Book Log – Middlesex

Middlesex by Jeffrey Euginides

From Wikipedia:

The Bildungsroman is a term coined in literary criticism, which purportedly defines a genre of the novel which focuses on the psychological and moral growth of the protagonist from youth to adulthood, and in which character change is thus extremely important.

So I learned, or re-learned (as it seems vaguely familiar), that term today.

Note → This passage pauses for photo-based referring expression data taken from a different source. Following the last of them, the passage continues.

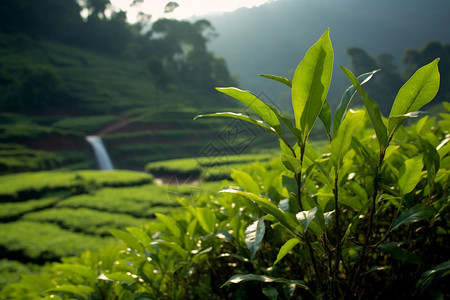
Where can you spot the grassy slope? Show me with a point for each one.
(155, 124)
(42, 223)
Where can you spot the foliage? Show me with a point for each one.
(336, 225)
(41, 242)
(205, 167)
(23, 185)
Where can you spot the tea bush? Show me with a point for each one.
(368, 218)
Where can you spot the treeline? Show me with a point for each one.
(388, 81)
(173, 51)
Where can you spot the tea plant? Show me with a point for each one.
(367, 219)
(340, 215)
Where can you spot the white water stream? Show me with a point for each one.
(103, 160)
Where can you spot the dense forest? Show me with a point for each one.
(173, 52)
(270, 38)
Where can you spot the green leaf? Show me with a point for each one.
(238, 116)
(207, 219)
(347, 98)
(400, 253)
(129, 240)
(245, 181)
(325, 116)
(369, 156)
(311, 83)
(119, 277)
(238, 278)
(432, 275)
(80, 290)
(285, 249)
(288, 221)
(305, 217)
(255, 104)
(410, 174)
(270, 293)
(420, 89)
(254, 235)
(172, 246)
(291, 163)
(170, 224)
(140, 234)
(80, 270)
(283, 80)
(343, 137)
(431, 160)
(417, 213)
(372, 110)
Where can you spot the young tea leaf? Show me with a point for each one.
(420, 89)
(278, 78)
(255, 104)
(347, 98)
(285, 249)
(372, 110)
(305, 217)
(238, 278)
(291, 163)
(311, 83)
(325, 116)
(254, 235)
(343, 137)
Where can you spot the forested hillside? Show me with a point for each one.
(63, 77)
(270, 38)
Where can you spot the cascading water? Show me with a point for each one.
(103, 160)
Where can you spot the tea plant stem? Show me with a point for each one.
(337, 233)
(298, 178)
(359, 265)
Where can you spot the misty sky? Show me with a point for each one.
(186, 9)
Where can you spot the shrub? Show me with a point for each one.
(367, 219)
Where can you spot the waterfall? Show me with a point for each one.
(103, 160)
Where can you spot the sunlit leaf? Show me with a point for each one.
(254, 235)
(206, 219)
(291, 163)
(347, 98)
(170, 224)
(285, 249)
(288, 221)
(311, 83)
(410, 174)
(305, 217)
(325, 116)
(420, 89)
(343, 137)
(245, 181)
(253, 102)
(79, 290)
(238, 116)
(283, 80)
(129, 240)
(238, 278)
(372, 110)
(80, 270)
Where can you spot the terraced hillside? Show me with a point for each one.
(48, 215)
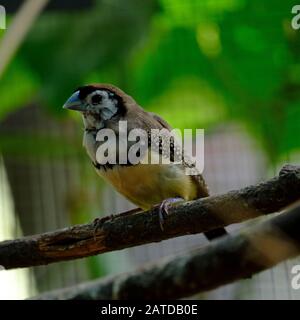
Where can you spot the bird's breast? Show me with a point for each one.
(149, 184)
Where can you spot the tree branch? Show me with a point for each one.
(127, 231)
(224, 261)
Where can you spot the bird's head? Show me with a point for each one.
(97, 103)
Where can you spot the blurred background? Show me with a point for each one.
(231, 67)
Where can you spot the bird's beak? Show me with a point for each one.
(74, 103)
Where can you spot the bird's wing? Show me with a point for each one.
(202, 189)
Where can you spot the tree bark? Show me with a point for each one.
(127, 231)
(223, 261)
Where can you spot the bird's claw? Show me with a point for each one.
(163, 210)
(98, 222)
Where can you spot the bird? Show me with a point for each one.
(105, 106)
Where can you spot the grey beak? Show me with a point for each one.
(74, 103)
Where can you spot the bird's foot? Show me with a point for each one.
(163, 210)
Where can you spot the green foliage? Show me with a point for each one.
(197, 63)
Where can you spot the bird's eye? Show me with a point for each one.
(96, 99)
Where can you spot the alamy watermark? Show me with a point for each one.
(157, 146)
(2, 17)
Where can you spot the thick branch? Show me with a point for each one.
(224, 261)
(127, 231)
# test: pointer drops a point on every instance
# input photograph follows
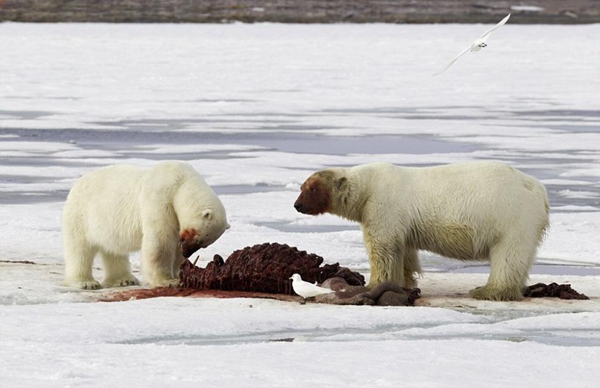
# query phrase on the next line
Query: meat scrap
(263, 268)
(562, 291)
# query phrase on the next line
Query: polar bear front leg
(386, 259)
(157, 262)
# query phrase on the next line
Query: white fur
(120, 209)
(468, 211)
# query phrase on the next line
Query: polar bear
(168, 211)
(467, 211)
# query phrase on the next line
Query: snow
(257, 108)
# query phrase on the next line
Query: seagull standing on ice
(477, 44)
(306, 289)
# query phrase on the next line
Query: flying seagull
(306, 289)
(477, 44)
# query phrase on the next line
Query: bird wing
(454, 60)
(500, 24)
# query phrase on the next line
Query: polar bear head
(209, 225)
(321, 192)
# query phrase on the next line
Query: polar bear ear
(341, 183)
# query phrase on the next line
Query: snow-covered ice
(257, 108)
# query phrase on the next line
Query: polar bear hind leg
(158, 263)
(510, 261)
(412, 266)
(117, 271)
(79, 259)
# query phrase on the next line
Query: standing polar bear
(167, 211)
(467, 211)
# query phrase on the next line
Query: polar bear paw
(128, 280)
(87, 284)
(170, 283)
(497, 294)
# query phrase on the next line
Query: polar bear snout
(190, 242)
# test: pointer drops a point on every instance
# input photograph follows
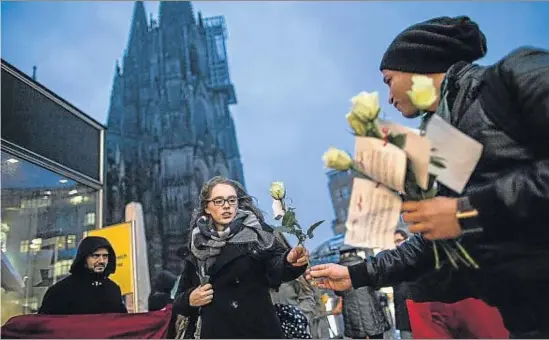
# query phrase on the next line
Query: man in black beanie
(505, 107)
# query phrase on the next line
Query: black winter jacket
(85, 292)
(506, 108)
(363, 315)
(242, 278)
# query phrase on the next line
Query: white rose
(337, 159)
(278, 211)
(366, 106)
(423, 93)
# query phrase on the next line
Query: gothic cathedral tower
(169, 124)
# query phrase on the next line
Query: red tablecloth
(152, 325)
(466, 319)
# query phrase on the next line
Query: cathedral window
(194, 60)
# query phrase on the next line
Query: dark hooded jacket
(83, 291)
(506, 108)
(363, 314)
(161, 293)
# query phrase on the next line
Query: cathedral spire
(176, 12)
(139, 26)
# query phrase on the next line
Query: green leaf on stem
(312, 228)
(283, 230)
(289, 219)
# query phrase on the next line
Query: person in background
(402, 292)
(233, 262)
(161, 292)
(88, 289)
(363, 315)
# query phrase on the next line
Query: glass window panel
(43, 217)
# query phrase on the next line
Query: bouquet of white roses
(364, 122)
(282, 211)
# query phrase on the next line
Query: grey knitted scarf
(206, 242)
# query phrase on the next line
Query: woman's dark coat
(242, 277)
(363, 314)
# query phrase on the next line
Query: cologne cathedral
(169, 124)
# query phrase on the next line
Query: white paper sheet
(374, 211)
(460, 153)
(418, 150)
(382, 162)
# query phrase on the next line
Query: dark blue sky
(295, 65)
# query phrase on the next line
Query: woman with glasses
(232, 262)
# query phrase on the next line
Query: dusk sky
(295, 65)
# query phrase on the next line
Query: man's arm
(520, 199)
(52, 302)
(407, 262)
(277, 267)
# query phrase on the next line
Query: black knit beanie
(434, 45)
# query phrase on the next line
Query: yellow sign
(121, 238)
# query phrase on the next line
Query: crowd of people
(240, 279)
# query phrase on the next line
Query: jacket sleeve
(407, 262)
(53, 302)
(277, 267)
(187, 283)
(520, 198)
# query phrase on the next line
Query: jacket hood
(164, 282)
(87, 246)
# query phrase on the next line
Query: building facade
(169, 124)
(52, 192)
(340, 184)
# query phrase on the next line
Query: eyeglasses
(220, 201)
(98, 256)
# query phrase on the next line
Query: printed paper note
(418, 150)
(381, 161)
(374, 212)
(460, 153)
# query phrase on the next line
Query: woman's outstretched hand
(330, 276)
(298, 256)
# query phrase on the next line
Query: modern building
(170, 125)
(340, 184)
(52, 188)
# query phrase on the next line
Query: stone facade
(169, 124)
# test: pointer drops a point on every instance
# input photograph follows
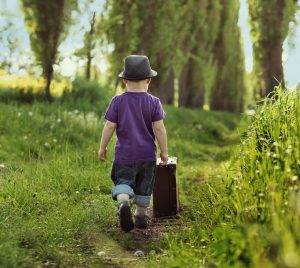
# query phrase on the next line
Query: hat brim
(153, 74)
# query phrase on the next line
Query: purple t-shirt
(134, 113)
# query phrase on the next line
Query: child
(138, 118)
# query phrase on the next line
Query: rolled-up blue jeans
(135, 179)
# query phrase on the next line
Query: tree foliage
(229, 88)
(185, 40)
(144, 27)
(46, 22)
(269, 21)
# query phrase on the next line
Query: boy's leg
(143, 192)
(123, 177)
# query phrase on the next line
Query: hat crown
(137, 67)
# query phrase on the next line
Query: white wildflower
(138, 253)
(101, 254)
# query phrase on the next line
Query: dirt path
(118, 249)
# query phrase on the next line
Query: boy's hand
(102, 154)
(164, 158)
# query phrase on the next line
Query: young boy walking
(137, 117)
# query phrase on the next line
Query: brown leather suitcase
(165, 191)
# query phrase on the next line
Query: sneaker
(140, 222)
(125, 216)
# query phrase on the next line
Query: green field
(239, 190)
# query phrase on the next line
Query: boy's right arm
(161, 136)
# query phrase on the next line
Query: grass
(55, 198)
(247, 213)
(240, 201)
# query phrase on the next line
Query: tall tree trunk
(273, 69)
(184, 79)
(48, 77)
(163, 88)
(90, 48)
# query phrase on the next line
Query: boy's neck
(136, 90)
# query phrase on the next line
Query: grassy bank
(247, 213)
(55, 203)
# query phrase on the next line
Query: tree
(198, 28)
(89, 45)
(144, 27)
(269, 22)
(47, 22)
(229, 88)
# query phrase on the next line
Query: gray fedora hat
(137, 67)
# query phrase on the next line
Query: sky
(70, 64)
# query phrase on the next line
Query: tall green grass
(247, 214)
(55, 197)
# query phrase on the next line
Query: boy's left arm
(108, 131)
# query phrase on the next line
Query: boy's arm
(107, 133)
(161, 136)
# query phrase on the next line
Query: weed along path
(55, 197)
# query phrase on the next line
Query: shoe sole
(126, 219)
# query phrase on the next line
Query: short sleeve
(111, 113)
(158, 112)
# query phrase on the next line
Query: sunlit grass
(27, 84)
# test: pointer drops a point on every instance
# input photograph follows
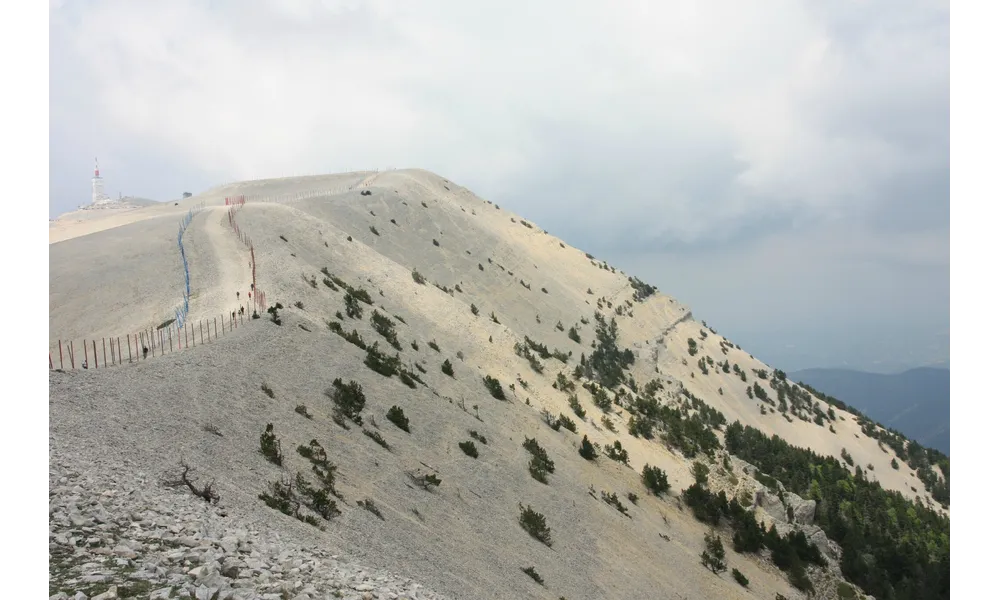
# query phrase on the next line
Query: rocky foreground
(114, 533)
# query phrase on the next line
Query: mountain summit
(439, 389)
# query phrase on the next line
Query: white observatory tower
(97, 186)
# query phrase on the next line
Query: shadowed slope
(462, 538)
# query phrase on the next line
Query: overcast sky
(782, 166)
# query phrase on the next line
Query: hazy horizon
(782, 169)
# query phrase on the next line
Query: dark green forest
(893, 548)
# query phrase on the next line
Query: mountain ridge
(457, 278)
(917, 402)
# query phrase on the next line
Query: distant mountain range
(917, 403)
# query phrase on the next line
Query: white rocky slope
(461, 539)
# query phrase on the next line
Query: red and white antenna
(97, 186)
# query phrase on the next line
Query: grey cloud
(718, 137)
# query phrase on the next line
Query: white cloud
(249, 90)
(647, 122)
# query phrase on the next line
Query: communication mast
(97, 186)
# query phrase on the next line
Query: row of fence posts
(153, 339)
(259, 297)
(187, 336)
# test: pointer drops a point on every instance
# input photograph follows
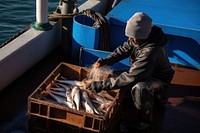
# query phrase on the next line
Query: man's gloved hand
(94, 86)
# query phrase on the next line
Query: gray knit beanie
(139, 26)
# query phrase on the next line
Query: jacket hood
(156, 38)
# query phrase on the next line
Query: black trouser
(145, 93)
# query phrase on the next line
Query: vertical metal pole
(42, 22)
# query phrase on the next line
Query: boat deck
(181, 114)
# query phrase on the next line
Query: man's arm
(119, 53)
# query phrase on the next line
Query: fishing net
(101, 73)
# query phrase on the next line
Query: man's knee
(141, 95)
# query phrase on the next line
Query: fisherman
(150, 73)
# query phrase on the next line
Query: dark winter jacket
(149, 60)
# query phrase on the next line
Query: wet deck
(182, 113)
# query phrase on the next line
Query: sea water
(16, 15)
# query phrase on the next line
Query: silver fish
(60, 89)
(58, 99)
(75, 94)
(86, 98)
(106, 95)
(87, 108)
(69, 82)
(99, 98)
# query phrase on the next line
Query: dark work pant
(145, 93)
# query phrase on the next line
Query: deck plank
(182, 113)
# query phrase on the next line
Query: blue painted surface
(179, 19)
(90, 56)
(84, 35)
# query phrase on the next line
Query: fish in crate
(71, 93)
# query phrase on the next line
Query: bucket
(83, 34)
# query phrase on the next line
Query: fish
(98, 98)
(88, 101)
(69, 82)
(75, 94)
(86, 107)
(60, 89)
(59, 99)
(106, 95)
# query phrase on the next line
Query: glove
(94, 87)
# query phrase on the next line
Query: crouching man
(150, 73)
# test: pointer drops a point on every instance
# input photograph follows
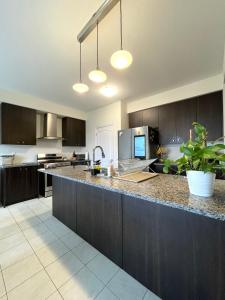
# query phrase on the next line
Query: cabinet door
(64, 201)
(151, 117)
(28, 126)
(80, 133)
(13, 184)
(168, 250)
(18, 125)
(135, 119)
(167, 124)
(185, 116)
(74, 132)
(31, 184)
(11, 125)
(210, 114)
(99, 220)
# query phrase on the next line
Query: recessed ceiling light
(80, 88)
(108, 90)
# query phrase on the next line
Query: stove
(49, 161)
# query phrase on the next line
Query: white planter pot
(200, 183)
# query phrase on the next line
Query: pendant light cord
(80, 62)
(97, 47)
(121, 27)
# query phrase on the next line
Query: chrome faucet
(102, 151)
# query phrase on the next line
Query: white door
(105, 138)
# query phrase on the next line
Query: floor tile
(85, 252)
(57, 227)
(103, 268)
(42, 240)
(126, 287)
(55, 296)
(150, 296)
(22, 270)
(63, 269)
(72, 240)
(51, 252)
(45, 216)
(35, 231)
(11, 241)
(82, 286)
(9, 230)
(15, 254)
(30, 222)
(106, 294)
(37, 287)
(22, 215)
(2, 286)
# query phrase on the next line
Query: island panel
(99, 220)
(176, 254)
(64, 201)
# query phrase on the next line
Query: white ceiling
(173, 42)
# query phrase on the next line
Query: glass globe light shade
(97, 76)
(121, 59)
(80, 88)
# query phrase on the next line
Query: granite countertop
(28, 164)
(163, 189)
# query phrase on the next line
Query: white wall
(108, 115)
(40, 104)
(29, 153)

Middlesex sat on my To Be Read shelf for an embarrassingly long amount of time.  It languished amongst intimidating non-fiction-books-that-seemed-like-a-good-idea-to-buy-at-the-time, like Evolution’s Rainbow and The User’s Guide to the Brain.  Someone, somewhere had recommended it, and it came up on, so I snagged it.  A long time ago.

I didn’t really know what it was about; I had a vague sense that it had to do with a hermaphrodite.  I am pretty indifferent about learning about hermaphroditism, and thus I never buckled down to tackle this one.

But… then I saw that John Allison (Scary Go Round, Bad Machinery) listed it as one of his three favorite books.  He knows good stuff, I think.

And he’s right.  It’s a great story.  Several great stories, actually, as we follow three generations of the main character’s family, the conceit being that we are following the path of the defective gene that leads to the main character’s status as an “intersex”.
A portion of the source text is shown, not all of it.